I have a few passions in my life and one of them is sailing. So will devote this blog to the subject. I visited California last
week and stayed with close friend Rossi in her charming home with its stunning view of the ocean. Other good friend Gary Swenson own ands runs the Ullman Sail Loft in Ventura and they take me sailing……love them for it. We go out on an fairly old racing boat, “Tonka”, a Peterson 34, so quite a big boat for three people to manage, especially as one, me… has forgotten much of what I learned! And sailing is hard work… Still we had a wonderful day out in cold, sunny, fairly breezy conditions, in a rather lumpy sea…Pacific Ocean. The day prior to this, the Harbour Master had posted the gale warning flag! And we saw a boat limping back into harbour – racing from the day before…dismasted…ie: the mast had fallen down and was now lying sadly on the deck of the boat. Other old friend Deke, who also works at the loft had been out racing on that gale force day, in his J 24…he loves it and seems happy to sail in anything. Not all sailors are quite as “gung ho” as Deke, but they are people who enjoy the pleasure and the beauty of sailing and the good it does to your soul. Gary has always been a the top of his game and has participated in many events and races. Here he is in earlier days on his Catalina 30 So Long IV, winning the 1976 Ensenada Race, IOR overall winner. He’s done a lot of that and I feel more safe and comfortable with him helming than anyone I know. Not much he doesn’t know about sailing, boats and the Ocean.

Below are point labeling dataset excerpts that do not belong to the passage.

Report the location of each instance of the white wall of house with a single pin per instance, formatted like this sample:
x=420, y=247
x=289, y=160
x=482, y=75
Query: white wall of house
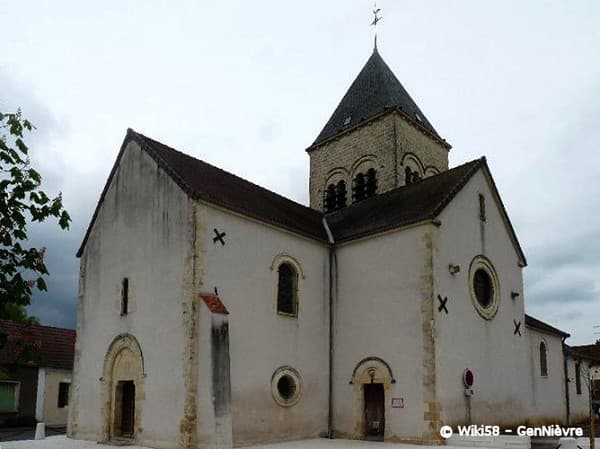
x=547, y=390
x=244, y=271
x=378, y=314
x=499, y=359
x=53, y=415
x=578, y=402
x=140, y=233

When I was married and living and working in LA, we owned and raced an Olsen 30….fast wonderful boat and won a few races with it then. Deke would often “drive/helm” the boat and “Flyer” was a little local star. It was very bare bones…the lighter the better when you’re racing, a bucket for the Loo and a couple of bunks. Cruising boat are wonderful and you really can make a home on them and I am tempted, but if you’re taking many of your domestic accessories with you, when you go out, it’s hard to race! Sailing on Flyer was fun and it would always take my mind off the angst of living
and working in the Hollywood film industry. The sea has a way of centering one and making you realise and accept our very small place in this tiny world of ours. It still has that effect on me, which is why I run to it when I can. I remember learning all my lines for the the one woman play I did about Vivien Leigh in Atlanta , buried deep in Flyer’s quiet interior.